Он был похож на лесного бога убийства и разгула. Запах крови дразнил его ноздри.

Он любил бороться, сражаться, убивать. Он всю жизнь провел в кровопролитной борьбе.

И может, то была последняя великая пляска, такая, какой он никогда не видел и больше не увидит. Поток его жизни разливался в широкое озеро.
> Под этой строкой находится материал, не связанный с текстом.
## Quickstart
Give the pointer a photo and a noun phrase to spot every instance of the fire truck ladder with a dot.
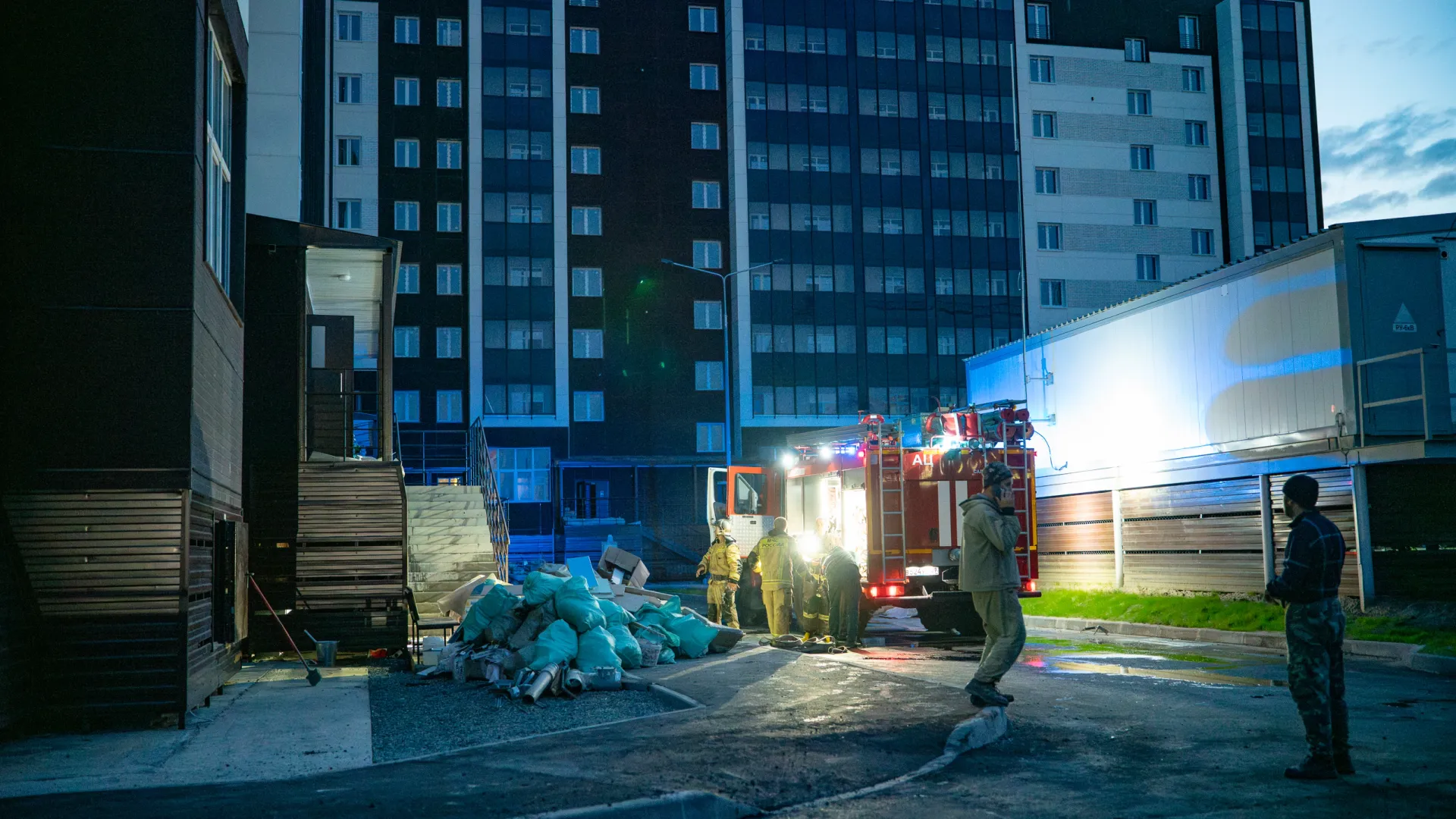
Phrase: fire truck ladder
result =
(892, 503)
Огонь его жизни вспыхнул заревом огромного пожара.

Яносик вел круг, а от дикого гиканья, свиста и криков словно гнулись верхушки деревьев, озаренных ярким огнем.

Плясуны делали дикие, бешеные прыжки, подбрасывали вверх свистящие чупаги и снова ловили их крепкими, как железные клещи, руками. Яносик остановился перед музыкантами, бросил чупагу на землю под ноги Саблику, подскочил вверх на высоту человеческого роста, потом опустился на скрещенные ноги и стал вихрем носиться над землей. За ним другие танцоры стали тоже со звоном и лязгом бросать чупаги к ногам Саблика и пошли за Яносиком вприсядку, подпрыгивая вверх, как горные козлы над обрывами. А седой Саблик на месте выколачивал дробь ногами, его чупага, поднятая над головой, сверкала, озаренная пламенем.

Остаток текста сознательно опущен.